Canaccord Genuity Acquisition Corp., the special-purpose acquisition corporation (SPAC) the investment bank set up in July, 2017, has reached an acquisition agreement with Ontario-based Spark Power Corp.

Created in 2009 by three co-founders with capital-markets experience, privately owned Spark has 400 employees and posted $80-million in revenue last year − 90 per cent of which came from inspecting, maintaining and servicing power and electricity assets.

An exact purchase price has yet to be determined because Spark itself is in the process of three potential acquisitions. However, Canaccord Genuity’s SPAC will pay 8.5 times Spark’s pro forma earnings before interest, taxes, depreciation and amortization (EBITDA) as of June 30. At the moment, Spark is projected to report adjusted 2018 EBITDA of $25-million, which could put the price around $200-million.

Canaccord Genuity’s acquisition must be approved by its SPAC’s shareholders, and recent developments will force them to scrutinize the proposed deal. A number of SPACs have gone public since the financing structure arrived in Canada in 2015 − and a number have flamed out. Some had trouble getting shareholder approval, while others saw their value plummet after investors approved their acquisitions.

Known as “blank-cheque companies,” SPACs raise money through an initial public offering and use the proceeds to strike an acquisition within a specific time frame – typically two years. They buy privately owned companies, and being acquired allows the targets to go public without launching time-consuming and expensive IPOs.

After going public in 2015, Infor Acquisition Corp. tried to buy a stake in lease-finance company ECN Capital Corp., but the deal was cancelled before going to a vote because it became clear Infor’s shareholders would oppose it.

As for those with completed deals, Alignvest Acquisition Corp., whose backers included former Rogers Communications Inc. CEO Nadir Mohamed and former CEO of Wind Mobile Canada Anthony Lacavera, is now trading at $4.41 after acquiring Telecom company Trilogy International Partners LLC, which runs wireless networks in New Zealand and Bolivia.

A similar situation played out at the SPAC formerly known as Gibraltar Growth Corp., which acquired vintage retailer LXR Produits de Luxe International Inc. in 2017. The stock is now trading at 93 cents, after going public at $10.

The highest-profile problems played out at Acasta Enterprises Inc., which went public in 2015 and whose backers included Tony Melman, formerly of Onex Corp., Air Canada CEO Calin Rovinescu, former Royal Bank of Canada CEO Gord Nixon and former federal Liberal cabinet minister Belinda Stronach. The SPAC raised $403-million in an IPO, but by this March, the company was in dire straits, with all of its founders underwater and an aircraft-leasing business it acquired sold for 60 per cent of its purchase price.

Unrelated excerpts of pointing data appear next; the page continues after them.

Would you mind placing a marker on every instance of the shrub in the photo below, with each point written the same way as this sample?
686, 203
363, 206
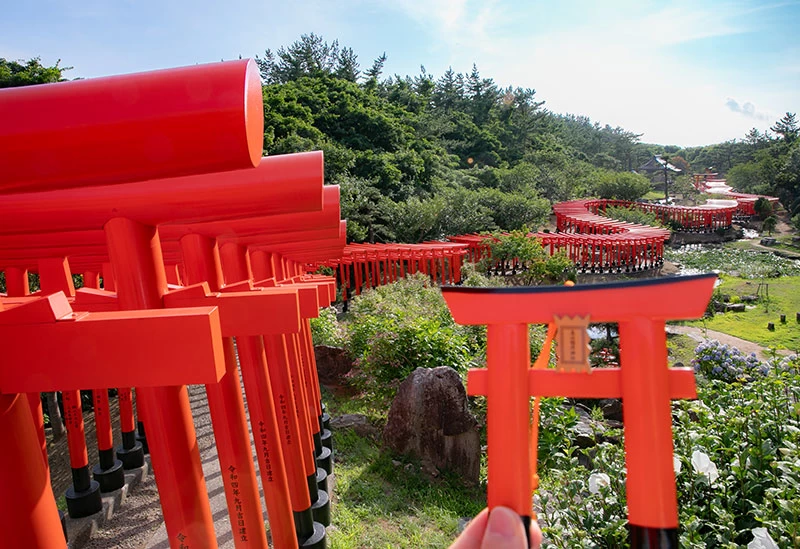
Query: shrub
717, 361
528, 261
325, 329
620, 185
399, 327
633, 215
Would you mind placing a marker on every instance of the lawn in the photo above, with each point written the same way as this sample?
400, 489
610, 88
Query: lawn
386, 501
784, 298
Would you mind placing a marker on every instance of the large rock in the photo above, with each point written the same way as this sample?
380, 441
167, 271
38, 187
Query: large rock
333, 364
429, 420
359, 423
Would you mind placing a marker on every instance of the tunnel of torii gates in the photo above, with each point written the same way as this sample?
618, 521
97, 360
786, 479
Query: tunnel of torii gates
155, 182
595, 243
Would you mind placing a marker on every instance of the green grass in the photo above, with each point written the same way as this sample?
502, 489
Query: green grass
784, 298
378, 503
681, 349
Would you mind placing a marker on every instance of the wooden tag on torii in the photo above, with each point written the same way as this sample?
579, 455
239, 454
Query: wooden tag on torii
572, 344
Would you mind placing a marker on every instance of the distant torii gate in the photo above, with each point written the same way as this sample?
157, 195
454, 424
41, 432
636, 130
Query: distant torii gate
644, 382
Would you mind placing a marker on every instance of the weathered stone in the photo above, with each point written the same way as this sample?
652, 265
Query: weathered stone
584, 429
357, 422
429, 420
333, 364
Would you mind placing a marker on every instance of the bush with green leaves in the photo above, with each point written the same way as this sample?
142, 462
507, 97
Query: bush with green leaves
620, 185
326, 330
736, 460
394, 329
748, 264
633, 215
522, 260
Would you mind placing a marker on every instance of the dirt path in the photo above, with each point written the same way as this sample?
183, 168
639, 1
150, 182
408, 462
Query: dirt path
746, 347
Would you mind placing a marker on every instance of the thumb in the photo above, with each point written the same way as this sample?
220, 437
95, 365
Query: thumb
504, 530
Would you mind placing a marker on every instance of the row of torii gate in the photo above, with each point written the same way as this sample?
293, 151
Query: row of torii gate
155, 182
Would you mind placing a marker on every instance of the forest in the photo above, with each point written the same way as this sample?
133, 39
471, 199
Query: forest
422, 157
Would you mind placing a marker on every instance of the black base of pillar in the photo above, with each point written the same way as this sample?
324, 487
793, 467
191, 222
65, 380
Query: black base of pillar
327, 439
143, 442
321, 509
644, 537
318, 540
322, 479
109, 479
131, 458
142, 437
325, 460
310, 534
85, 503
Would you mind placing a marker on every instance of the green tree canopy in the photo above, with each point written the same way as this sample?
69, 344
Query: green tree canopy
26, 73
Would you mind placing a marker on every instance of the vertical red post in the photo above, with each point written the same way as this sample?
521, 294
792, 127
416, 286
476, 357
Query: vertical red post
28, 513
83, 497
652, 497
260, 390
131, 453
135, 252
507, 362
17, 286
109, 471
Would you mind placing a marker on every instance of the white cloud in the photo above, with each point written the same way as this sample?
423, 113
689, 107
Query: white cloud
620, 71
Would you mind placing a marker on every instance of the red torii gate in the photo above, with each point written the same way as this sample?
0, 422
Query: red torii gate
30, 518
134, 245
644, 382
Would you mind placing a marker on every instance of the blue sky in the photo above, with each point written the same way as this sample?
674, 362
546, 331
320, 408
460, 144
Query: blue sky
681, 72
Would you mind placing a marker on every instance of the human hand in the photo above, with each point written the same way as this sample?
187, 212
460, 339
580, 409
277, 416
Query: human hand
500, 529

Canaccord Genuity raised $30-million with its own SPAC, much less than those that launched in 2015 and 2016. Although the investment bank typically advises rather than owns companies, Pat Burke, Canaccord Genuity’s president of capital markets, said in an interview that the dealer was being introduced to a lot of early-stage companies that were not ready to go public, but were quality firms that could use financing.

“We saw a lot of very good companies that were not yet capital-markets ready,” Mr. Burke said. Since launching the SPAC IPO, he said Canaccord Genuity has looked at more than 100 companies.

He acknowledged that some Canadian SPACs have had troubles, but expressed confidence about the current deal because of Spark’s recent growth and its quality leadership, which includes a board with directors such as former Ontario Securities Commission head Howard Wetston, who also previously ran the Ontario Energy Board.

Most importantly, tangible growth is ahead. The power servicing industry has many small, independent companies. In such industries, a single company will often acquire, or “roll up,” smaller firms. “We anticipate multiple rollups, starting very soon,” Mr. Burke said.

If SPAC’s shareholders approve the transaction, Canaccord Genuity will hold just less than 10 per cent of the company.